検索窓にそのエリア名を打ち込むと、出てきたのは「宿泊は推奨しない」という言葉。その夜、バス停までのほんの数百メートルを、来た道を何度も振り返りながら歩いたのを覚えています。背中に張りついた妙な緊張感は、価格の安さでは決して埋め合わせられないものでした。
軸①:「旧市街の内側」を死守すると、3つが一度に手に入る
アントラ・ミュロス、つまり旧環状大通りの内側に泊まる最大のメリットは、「利便性」「治安の安心」「街の情緒」の3つを、一つの立地でまとめて確保できることです。観光スポットもレストランも徒歩圏、夜も人通りが多くて動線が読める、そしてレンガ建築の詩情もそこにある。バラバラに追いかけると両立しない要素が、この内側では一気に揃うんです。
軸②:「メトロが通る側」は、夜にあなたを長く歩かせない
メトロ(地下鉄)A線・B線は自動運転で、「速く街に入って、速く出る」ための道具です。ここで大事なのは移動時間そのものより、「夜、駅からホテルまで歩く距離が短いかどうか」。同じ価格帯でも、メトロが通らない東部・北部の宿を取ると、夜に駅から歩く距離が長くなり、街の開放感がまるで変わってしまいます。駅を出て数分で宿に着ける立地を選ぶ。これだけで夜の安心度は段違いです。

安いホテルを見つけたんですが、口コミに「治安が心配」というコメントがいくつかあって……。どうやって確認すればいいでしょうか?

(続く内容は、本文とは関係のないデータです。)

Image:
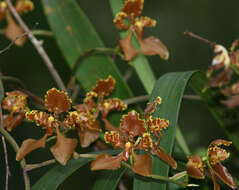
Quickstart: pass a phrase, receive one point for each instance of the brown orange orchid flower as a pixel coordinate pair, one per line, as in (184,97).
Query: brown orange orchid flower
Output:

価格より先に、まずエリアを確認してください。メトロA線西端のミライユ・バガテル・ベルフォンテーヌ・トロワ・コキュ・バッソ・カンボは、宿泊を避けたいエリアとして知られています。地図アプリでホテルの位置とこれらのエリアの距離を必ず見る。この一手間で、失敗のほとんどは防げます。
【到着当日の壁】空港から市内へ:トラムT2運休(2026年末まで)の最新事情


ホテルのエリアと同じくらい、いや、到着当日はそれ以上に足をすくわれるのが空港からのアクセスです。結論を先に言います。「シャトルバスで二十分でしょ」という前提だけで予定を組むと、痛い目を見ます。理由はシンプルで、空港と市内を結ぶトラムT2が、延伸工事のため2026年末まで運休中だからです。
現状の足はシャトルバスが主役です。料金は9ユーロ、日中はおおむね十五分おき、始発は朝五時台から最終は夜〇時頃まで。ただしこのシャトル、運休や減便が起こることがあります。そうなったときの代替ルートまで、頭に入れておいてください。
空港⇔市内中心部を約二十分で結ぶ基本の足。日中は十五分おき。これが動いていれば何も問題ありません。
バス30番で「Meett(メエット)」まで行き、そこからトラムT1に乗り継ぐルートが代替になります。共通チケットは片道8ユーロ。乗り継ぎ地点だけ、地図アプリで先に確認しておくと安心です。
所要は約十五分。乗り継ぎの不安をお金で解決したい深夜到着なら、迷わずこれが正解です。
なぜここまで言うか。私自身、到着ロビーを出てシャトル乗り場へ向かったら、案内板に手書きの紙が貼られていたことがあるんです。「本日運休」。スマートフォンの地図アプリを開き、代わりのバス停を探しました。南仏の強い日差しの下、スーツケースの車輪がアスファルトの継ぎ目に何度も引っかかる。「二十分」と調べていたはずの移動は、気づけば一時間以上の乗り継ぎに変わっていました。あの時ほど「事前に代替ルートを見ておけば」と悔やんだことはありません。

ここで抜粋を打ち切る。